Let’s take a quick look at an example of traces.

Example 4 Sketch the traces of \(f\left( {x,y} \right) = 10 - 4{x^2} - {y^2}\) for the plane \(x = 1\) and \(y = 2\).
Show Solution

We’ll start with \(x = 1\). We can get an equation for the trace by plugging \(x = 1\) into the equation. Doing this gives,

\[z = f\left( {1,y} \right) = 10 - 4{\left( 1 \right)^2} - {y^2}\hspace{0.25in}\,\,\,\, \Rightarrow \hspace{0.25in}\,\,\,z = 6 - {y^2}\]

and this will be graphed in the plane given by \(x = 1\).

Below are two graphs. The graph on the left is a graph showing the intersection of the surface and the plane given by \(x = 1\). On the right is a graph of the surface and the trace that we are after in this part.

This is a cup shaped object centered on the z-axis, starting at z=10 and opening downwards.  There is a plane parallel to the yz-plane that is cutting into the object at x=1. This is a cup shaped object centered on the z-axis, starting at z=10 and opening downwards.  There is a line on the object at x=1 that represents where the plane that is in the image to the left cuts into the object.

For \(y = 2\) we will do pretty much the same thing that we did with the first part. Here is the equation of the trace,

\[z = f\left( {x,2} \right) = 10 - 4{x^2} - {\left( 2 \right)^2}\hspace{0.25in}\,\,\,\, \Rightarrow \hspace{0.25in}\,\,\,z = 6 - 4{x^2}\]

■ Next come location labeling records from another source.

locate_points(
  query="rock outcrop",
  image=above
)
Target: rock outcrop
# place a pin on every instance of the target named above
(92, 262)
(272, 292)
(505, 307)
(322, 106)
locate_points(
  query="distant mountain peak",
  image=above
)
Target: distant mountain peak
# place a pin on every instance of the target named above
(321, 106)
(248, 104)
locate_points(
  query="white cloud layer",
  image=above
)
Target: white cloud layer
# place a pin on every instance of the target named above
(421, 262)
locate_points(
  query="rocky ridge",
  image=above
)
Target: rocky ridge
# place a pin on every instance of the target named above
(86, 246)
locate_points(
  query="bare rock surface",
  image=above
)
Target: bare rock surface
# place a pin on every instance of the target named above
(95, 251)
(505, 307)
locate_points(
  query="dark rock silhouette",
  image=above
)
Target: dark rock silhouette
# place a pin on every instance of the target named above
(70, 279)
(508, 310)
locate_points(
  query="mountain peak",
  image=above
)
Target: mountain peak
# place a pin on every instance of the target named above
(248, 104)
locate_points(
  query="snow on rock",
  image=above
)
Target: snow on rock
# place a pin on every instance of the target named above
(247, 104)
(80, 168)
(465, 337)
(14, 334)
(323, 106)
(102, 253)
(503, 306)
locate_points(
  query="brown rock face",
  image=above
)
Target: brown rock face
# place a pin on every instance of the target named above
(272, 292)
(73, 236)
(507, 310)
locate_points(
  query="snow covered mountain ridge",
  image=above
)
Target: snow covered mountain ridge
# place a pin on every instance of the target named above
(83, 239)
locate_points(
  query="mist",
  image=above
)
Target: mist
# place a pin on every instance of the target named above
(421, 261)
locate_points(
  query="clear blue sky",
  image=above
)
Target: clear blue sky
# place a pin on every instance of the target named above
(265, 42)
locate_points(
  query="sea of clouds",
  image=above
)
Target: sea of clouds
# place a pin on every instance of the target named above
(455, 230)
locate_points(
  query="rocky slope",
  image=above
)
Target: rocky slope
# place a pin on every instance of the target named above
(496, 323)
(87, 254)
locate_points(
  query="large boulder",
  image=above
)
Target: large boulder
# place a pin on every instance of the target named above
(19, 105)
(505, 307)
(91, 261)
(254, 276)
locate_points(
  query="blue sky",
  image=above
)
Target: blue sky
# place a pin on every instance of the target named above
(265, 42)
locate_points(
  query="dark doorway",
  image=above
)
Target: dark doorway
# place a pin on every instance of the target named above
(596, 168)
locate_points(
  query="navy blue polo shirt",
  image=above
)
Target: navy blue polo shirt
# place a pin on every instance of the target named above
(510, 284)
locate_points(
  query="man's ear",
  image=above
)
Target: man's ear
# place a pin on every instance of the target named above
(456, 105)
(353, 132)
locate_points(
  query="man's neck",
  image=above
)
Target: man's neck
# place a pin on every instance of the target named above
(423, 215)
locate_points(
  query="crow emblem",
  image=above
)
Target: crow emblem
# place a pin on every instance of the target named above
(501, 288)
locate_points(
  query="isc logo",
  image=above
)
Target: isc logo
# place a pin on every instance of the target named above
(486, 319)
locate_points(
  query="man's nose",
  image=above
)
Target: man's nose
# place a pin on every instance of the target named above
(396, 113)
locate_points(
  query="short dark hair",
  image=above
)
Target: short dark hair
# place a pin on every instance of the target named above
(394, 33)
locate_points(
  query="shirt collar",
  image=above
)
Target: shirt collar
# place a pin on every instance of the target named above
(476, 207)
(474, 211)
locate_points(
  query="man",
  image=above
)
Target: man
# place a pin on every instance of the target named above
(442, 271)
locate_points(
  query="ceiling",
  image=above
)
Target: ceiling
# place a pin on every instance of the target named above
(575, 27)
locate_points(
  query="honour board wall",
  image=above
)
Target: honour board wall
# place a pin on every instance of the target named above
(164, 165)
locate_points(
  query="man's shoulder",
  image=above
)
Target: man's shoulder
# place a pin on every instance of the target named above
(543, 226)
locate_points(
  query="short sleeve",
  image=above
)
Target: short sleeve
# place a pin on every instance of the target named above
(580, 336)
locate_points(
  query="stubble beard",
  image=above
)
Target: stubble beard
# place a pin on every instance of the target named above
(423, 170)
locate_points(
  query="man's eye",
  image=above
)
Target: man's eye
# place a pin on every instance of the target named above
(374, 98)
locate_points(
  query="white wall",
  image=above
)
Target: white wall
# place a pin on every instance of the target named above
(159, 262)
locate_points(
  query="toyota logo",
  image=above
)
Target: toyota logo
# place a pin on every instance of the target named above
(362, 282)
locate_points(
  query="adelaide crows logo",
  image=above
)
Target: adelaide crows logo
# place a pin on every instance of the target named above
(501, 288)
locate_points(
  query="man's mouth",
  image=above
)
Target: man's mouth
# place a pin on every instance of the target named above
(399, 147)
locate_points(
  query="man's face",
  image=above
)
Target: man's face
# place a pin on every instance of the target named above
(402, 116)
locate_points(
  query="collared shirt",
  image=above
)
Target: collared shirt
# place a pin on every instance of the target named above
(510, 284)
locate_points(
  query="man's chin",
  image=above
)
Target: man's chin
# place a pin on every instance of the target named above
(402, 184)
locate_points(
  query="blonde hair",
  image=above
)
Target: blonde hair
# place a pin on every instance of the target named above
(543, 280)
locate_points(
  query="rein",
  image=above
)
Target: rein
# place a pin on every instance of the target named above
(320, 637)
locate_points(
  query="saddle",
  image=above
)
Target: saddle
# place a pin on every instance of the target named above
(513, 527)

and here are the sketches for this case.

This is a cup shaped object centered on the z-axis, starting at z=10 and opening downwards.  There is a plane parallel to the xz-plane that is cutting into the object at y=2. This is a cup shaped object centered on the z-axis, starting at z=10 and opening downwards.  There is a line on the object at y=2 that represents where the plane that is in the image to the left cuts into the object.